И на пристани Северной стороны встречались, ожидая перевоза, бывшие соседки.
— Дунька! И ты тоже домой никак хочешь?
— Да ишь ты, ведь ведерко там, почесть новое совсем, забыла: в суматохе-то и из ума вон!
Соседке это было понятно: ведерко, да еще «почесть новое», стоило копеек тридцать, а перевоз через рейд только одну копейку в конец.
Глава четвертая
СВАДЬБА
I
Совершенно исключительно это вышло, что разрешили поручику первого саперного батальона Бородатову жениться на юной сестре милосердия Вареньке Зарубиной, но за Бородатова замолвил слово перед Сакеном сам Тотлебен, очень ценивший поручика. Нахимов же в этом вопросе был совсем обойден, так как этот закоренелый холостяк не без основания слыл противником семейных уз в среде молодого офицерства.
Отечески относясь к мичманам и лейтенантам Черноморского флота, он горестно покачивал головой, когда замечал, что кто-либо из них начинал чрезмерно увлекаться какою-нибудь из севастопольских невест; тогда он вызывал к себе виновника своего огорчения и с ужасом на лице говорил ему:
— Что это вы, послушайте, ведь это срам-с! Она вас погубит, смею вас уверить, погубит-с! Бегите от нее, пока не поздно еще, бегите-с! Не хотите ли, я вам хоть сегодня подпишу отпуск, — уезжайте от зла и сотворите благо-с!

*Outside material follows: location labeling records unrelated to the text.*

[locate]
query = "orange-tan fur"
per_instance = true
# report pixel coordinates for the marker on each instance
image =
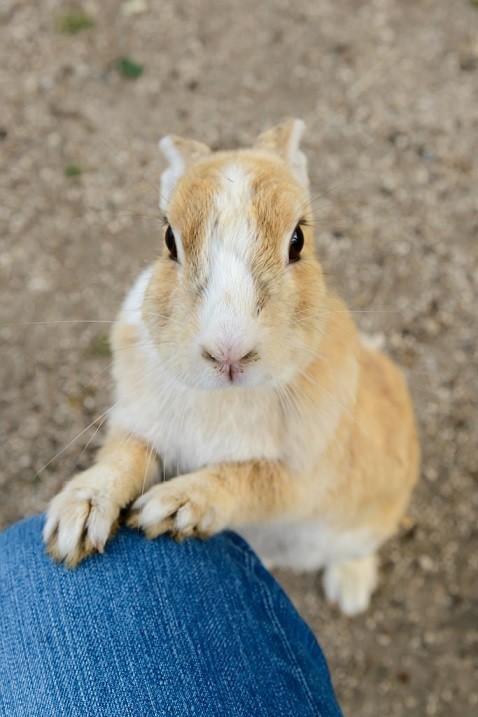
(312, 440)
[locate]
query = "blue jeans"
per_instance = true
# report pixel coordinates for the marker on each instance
(152, 628)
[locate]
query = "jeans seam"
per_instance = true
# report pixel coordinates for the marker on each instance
(270, 609)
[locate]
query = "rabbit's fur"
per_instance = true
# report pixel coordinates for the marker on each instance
(242, 377)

Было более чем вероятно, что Нахимов остался бы верен себе и в этом случае, хотя Бородатов был и не флотский, — напротив, из флотской семьи оказалась та, которая вознамерилась «погубить» его; Тотлебен же погибели в этом не видел, а Сакен слишком бережно относился к раненому инженер-генералу, чтобы отказать ему в невинной просьбе, тем более что и сам он не только не был суров по натуре, но даже сентиментален, и считал самого себя примернейшим семьянином, отчего оборона Севастополя, по его мнению, только выигрывала, а отнюдь не страдала.

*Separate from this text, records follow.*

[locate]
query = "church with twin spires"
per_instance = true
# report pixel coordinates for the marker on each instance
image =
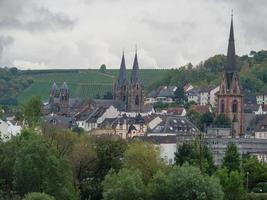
(130, 92)
(230, 100)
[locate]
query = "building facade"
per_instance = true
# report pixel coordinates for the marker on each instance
(230, 97)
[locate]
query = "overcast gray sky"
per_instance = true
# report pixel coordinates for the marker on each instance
(86, 33)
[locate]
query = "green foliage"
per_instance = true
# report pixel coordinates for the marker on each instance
(231, 159)
(38, 196)
(12, 84)
(32, 111)
(109, 155)
(126, 184)
(30, 164)
(144, 157)
(232, 183)
(185, 182)
(195, 154)
(257, 196)
(257, 171)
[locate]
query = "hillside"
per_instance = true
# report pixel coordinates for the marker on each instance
(82, 83)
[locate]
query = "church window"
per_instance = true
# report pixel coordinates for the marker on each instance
(222, 106)
(136, 100)
(234, 106)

Наконец, и самый момент обращения к высшему начальству за разрешением на женитьбу был выбран Бородатовым удачно: после шестого июня будущее Севастополя начало представляться даже и Сакену далеко не в столь мрачном виде, как раньше, тем более что долгожданные дивизии из Южной армии — седьмая и пятнадцатая — находились уже в пределах Крыма.
Величайшее напряжение всех сил севастопольского гарнизона, проявленное накануне штурма и во время штурма, непременно должно было смениться таким благодушием отдыха, которое допускало даже и свадьбу молодого, но уже известного своей спокойной храбростью офицера и совсем юной, но самоотверженно работающей сестры милосердия, причем первый перенес тяжелое ранение, вторая опасную болезнь — пятнистый тиф, и оба снова вернулись в строй защитников города.

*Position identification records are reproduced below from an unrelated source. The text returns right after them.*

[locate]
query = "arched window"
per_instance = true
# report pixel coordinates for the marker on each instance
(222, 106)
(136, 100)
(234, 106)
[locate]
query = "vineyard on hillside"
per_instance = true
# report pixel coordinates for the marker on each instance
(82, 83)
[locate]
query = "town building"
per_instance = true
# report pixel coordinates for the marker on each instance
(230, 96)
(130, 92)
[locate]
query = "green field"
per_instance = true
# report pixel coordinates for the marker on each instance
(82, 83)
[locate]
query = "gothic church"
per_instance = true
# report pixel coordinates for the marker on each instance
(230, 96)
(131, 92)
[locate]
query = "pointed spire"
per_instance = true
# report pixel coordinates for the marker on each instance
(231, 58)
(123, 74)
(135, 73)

Однако это был первый подобный случай за все время осады, и даже священник, к которому обратился жених, был чрезвычайно удивлен: он служил обедни, всенощные, заутрени, иногда молебны, но чаще всего панихиды, панихиды и панихиды, а тут вдруг просят его совершить обряд венчания, причем предъявляется и необходимая бумажка за подписью самого начальника гарнизона.